Intrauterine Growth Restriction (IUGR), also known as Fetal Growth Restriction (FGR), describes a condition where a fetus does not achieve its genetically determined growth potential. This means the baby is smaller than expected for its gestational age, distinguishing it from a constitutionally small baby. IUGR is typically caused by a pathological process, most commonly placental insufficiency, which deprives the fetus of adequate nutrients and oxygen. Detecting this condition, which affects 5% to 10% of pregnancies, allows healthcare providers to implement timely monitoring and necessary interventions, significantly improving the chances of a favorable outcome.
Initial Suspicion: Routine Prenatal Screening
The first indication of restricted growth often occurs during routine prenatal check-ups after the 20th week. Healthcare providers use fundal height, a simple, non-invasive measurement, to screen for potential growth issues.

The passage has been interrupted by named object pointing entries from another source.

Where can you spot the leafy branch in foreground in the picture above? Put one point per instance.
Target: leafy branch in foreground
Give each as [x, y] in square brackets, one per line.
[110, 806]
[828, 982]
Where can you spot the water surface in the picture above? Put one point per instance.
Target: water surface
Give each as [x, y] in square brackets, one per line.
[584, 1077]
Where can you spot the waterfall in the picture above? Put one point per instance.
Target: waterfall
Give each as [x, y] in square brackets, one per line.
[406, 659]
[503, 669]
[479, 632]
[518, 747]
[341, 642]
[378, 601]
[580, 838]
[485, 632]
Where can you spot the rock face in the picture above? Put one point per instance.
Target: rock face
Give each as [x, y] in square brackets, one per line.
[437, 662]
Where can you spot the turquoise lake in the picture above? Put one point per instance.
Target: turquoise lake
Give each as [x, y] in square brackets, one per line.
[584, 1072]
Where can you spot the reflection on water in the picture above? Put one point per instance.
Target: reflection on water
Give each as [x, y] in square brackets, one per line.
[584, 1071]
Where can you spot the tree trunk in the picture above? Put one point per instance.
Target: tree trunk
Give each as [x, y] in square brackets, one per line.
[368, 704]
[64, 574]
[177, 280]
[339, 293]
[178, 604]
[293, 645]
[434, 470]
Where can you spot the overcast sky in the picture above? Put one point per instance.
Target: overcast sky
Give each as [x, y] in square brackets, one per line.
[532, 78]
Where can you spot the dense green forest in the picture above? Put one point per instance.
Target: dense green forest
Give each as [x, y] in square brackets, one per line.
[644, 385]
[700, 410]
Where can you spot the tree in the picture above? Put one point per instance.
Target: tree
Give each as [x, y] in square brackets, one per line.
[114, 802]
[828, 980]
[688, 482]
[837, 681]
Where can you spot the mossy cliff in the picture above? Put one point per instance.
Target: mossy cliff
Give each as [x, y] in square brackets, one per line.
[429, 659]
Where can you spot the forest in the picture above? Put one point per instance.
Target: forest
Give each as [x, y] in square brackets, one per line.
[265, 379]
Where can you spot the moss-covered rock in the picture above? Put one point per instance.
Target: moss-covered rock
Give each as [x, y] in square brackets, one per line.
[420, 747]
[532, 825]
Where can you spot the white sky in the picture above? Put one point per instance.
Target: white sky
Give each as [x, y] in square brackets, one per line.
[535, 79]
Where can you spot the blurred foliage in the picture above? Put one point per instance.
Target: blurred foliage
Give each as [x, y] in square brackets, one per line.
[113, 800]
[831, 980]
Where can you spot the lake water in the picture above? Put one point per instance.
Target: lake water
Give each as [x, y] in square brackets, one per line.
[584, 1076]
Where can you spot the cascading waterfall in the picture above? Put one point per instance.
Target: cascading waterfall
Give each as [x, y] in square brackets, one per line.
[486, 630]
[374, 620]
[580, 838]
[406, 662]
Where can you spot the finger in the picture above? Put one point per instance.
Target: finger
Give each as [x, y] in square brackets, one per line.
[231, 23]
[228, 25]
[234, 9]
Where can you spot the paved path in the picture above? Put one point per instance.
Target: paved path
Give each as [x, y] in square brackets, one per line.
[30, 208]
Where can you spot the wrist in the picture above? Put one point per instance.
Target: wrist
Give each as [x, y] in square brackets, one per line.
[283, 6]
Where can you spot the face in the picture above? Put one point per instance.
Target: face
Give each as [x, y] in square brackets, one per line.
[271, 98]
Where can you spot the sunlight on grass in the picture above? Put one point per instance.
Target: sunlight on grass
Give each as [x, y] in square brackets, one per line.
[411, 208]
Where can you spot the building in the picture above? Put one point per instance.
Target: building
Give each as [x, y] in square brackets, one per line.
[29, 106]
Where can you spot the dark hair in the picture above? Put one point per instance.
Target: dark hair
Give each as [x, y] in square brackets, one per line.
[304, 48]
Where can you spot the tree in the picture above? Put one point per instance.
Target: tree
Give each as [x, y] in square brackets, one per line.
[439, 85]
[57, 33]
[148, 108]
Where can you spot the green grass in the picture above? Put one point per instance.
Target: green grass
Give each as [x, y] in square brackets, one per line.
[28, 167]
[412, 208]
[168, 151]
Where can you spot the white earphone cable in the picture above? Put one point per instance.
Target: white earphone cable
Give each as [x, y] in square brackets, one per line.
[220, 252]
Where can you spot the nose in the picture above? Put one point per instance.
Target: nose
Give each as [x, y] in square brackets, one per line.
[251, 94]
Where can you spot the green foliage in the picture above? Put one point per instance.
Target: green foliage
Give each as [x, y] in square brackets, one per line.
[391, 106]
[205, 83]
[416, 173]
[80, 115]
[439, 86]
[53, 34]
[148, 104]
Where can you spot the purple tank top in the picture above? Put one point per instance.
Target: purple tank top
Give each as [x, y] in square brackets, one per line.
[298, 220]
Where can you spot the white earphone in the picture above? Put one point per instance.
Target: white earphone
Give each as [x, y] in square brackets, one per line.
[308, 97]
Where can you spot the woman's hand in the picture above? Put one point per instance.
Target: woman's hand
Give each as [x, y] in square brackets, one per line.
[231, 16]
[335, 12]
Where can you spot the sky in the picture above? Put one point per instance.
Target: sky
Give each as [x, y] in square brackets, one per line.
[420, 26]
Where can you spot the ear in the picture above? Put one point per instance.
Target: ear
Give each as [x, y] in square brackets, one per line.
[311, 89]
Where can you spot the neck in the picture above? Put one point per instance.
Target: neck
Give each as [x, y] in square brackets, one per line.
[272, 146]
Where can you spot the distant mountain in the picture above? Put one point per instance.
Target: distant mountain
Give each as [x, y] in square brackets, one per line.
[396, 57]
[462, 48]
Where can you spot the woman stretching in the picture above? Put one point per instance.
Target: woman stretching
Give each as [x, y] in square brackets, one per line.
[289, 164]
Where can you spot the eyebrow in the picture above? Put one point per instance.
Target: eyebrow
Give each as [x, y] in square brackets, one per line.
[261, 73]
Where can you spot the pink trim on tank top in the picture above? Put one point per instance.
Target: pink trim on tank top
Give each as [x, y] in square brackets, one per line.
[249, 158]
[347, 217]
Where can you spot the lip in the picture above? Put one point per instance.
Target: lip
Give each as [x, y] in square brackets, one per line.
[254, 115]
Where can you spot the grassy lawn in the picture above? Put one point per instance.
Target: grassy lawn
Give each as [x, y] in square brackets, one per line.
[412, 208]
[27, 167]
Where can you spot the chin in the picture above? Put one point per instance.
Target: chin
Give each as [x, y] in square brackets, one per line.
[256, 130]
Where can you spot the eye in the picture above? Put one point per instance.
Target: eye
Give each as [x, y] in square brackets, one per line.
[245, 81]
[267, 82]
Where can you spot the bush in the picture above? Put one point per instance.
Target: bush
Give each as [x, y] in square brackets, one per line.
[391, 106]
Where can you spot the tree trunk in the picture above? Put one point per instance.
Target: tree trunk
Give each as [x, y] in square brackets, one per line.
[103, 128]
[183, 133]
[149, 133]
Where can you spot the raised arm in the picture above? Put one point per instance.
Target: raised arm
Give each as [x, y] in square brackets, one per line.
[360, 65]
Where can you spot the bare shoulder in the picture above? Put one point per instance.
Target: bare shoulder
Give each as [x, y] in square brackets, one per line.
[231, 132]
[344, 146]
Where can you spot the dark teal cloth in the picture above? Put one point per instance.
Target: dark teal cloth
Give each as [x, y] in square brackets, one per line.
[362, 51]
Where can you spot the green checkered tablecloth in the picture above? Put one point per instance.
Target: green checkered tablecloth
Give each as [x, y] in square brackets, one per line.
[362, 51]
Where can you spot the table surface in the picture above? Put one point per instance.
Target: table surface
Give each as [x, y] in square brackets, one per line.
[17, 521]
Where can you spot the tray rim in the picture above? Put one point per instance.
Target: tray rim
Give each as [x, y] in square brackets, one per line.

This involves measuring the distance in centimeters from the pubic bone to the top of the uterus (fundus). After 20 weeks, this measurement should generally correspond to the number of weeks of gestation.
A measurement that lags significantly behind gestational age, typically by 3 to 4 centimeters or more, raises suspicion of IUGR and warrants further investigation. Fundal height is a useful screening tool but is not definitive, as its accuracy can be affected by factors like maternal obesity or placental position. Accurate dating of the pregnancy, confirmed by earlier ultrasounds, is a foundational requirement. If the initial dating is inaccurate, any later size discrepancy may simply be a miscalculation rather than a true growth problem.
Confirmation: Diagnostic Imaging and Criteria
The definitive diagnosis of IUGR relies on specialized ultrasound imaging and specific biometric criteria. This diagnostic stage focuses on calculating the Estimated Fetal Weight (EFW), derived from multiple fetal body measurements.
The primary measurements used include the head circumference (HC), the abdominal circumference (AC), and the femur length (FL). The EFW is then plotted against established growth curves for the corresponding gestational age.
A fetus is formally diagnosed with IUGR when its EFW falls below the 10th percentile for gestational age. A more severe diagnosis is considered if the EFW is below the 3rd percentile. The abdominal circumference is the most sensitive measurement for detecting growth issues, as fetal liver and fat stores are often restricted first.
The diagnosis is strengthened by Doppler velocimetry, a specialized ultrasound that assesses blood flow in the fetal vessels. Doppler studies focus on the umbilical artery (flow to the placenta) and the middle cerebral artery (supplying the brain). Abnormal Doppler flow patterns, such as increased resistance in the umbilical artery or blood flow redistribution to the brain (brain-sparing), provide evidence of placental dysfunction. The combination of a low EFW and abnormal Doppler findings confirms pathological growth restriction, distinguishing it from a healthy, small fetus.
Classification Based on Gestational Age
The timing of the IUGR diagnosis determines its classification, influencing the underlying causes and severity. The two main categories are Early Onset and Late Onset IUGR, with the cut-off point set at 32 weeks of gestation.
Early Onset IUGR is diagnosed before 32 weeks, accounting for 20% to 30% of cases. This type is strongly associated with severe placental insufficiency, significant Doppler abnormalities, and a higher risk of adverse outcomes because the fetus is compromised for a longer period.
Late Onset IUGR is diagnosed at or after 32 weeks, representing 70% to 80% of cases. The progression is often slower, and clinical signs, including Doppler abnormalities, may be less pronounced or absent. Late-onset cases generally carry a lower immediate risk of severe complications compared to their early-onset counterparts.
Immediate Steps Following Diagnosis
Once IUGR is confirmed, management shifts to intensive fetal surveillance to monitor the baby’s well-being and determine the safest time for delivery. Monitoring frequency is significantly increased, often requiring serial ultrasounds and Doppler assessments every two to four weeks to track growth and blood flow patterns. More frequent monitoring may be necessary if the restriction is severe or Doppler results are concerning.
Fetal health assessment includes non-stress tests (NSTs) and biophysical profiles (BPPs). The NST monitors the baby’s heart rate in response to movement. The BPP combines the NST with an ultrasound assessment of fetal movement, breathing, muscle tone, and amniotic fluid volume. The goal of management is to safely prolong the pregnancy to allow for continued fetal development while mitigating risks. Delivery decisions are based on the overall picture of fetal health, with severe Doppler abnormalities often necessitating earlier delivery.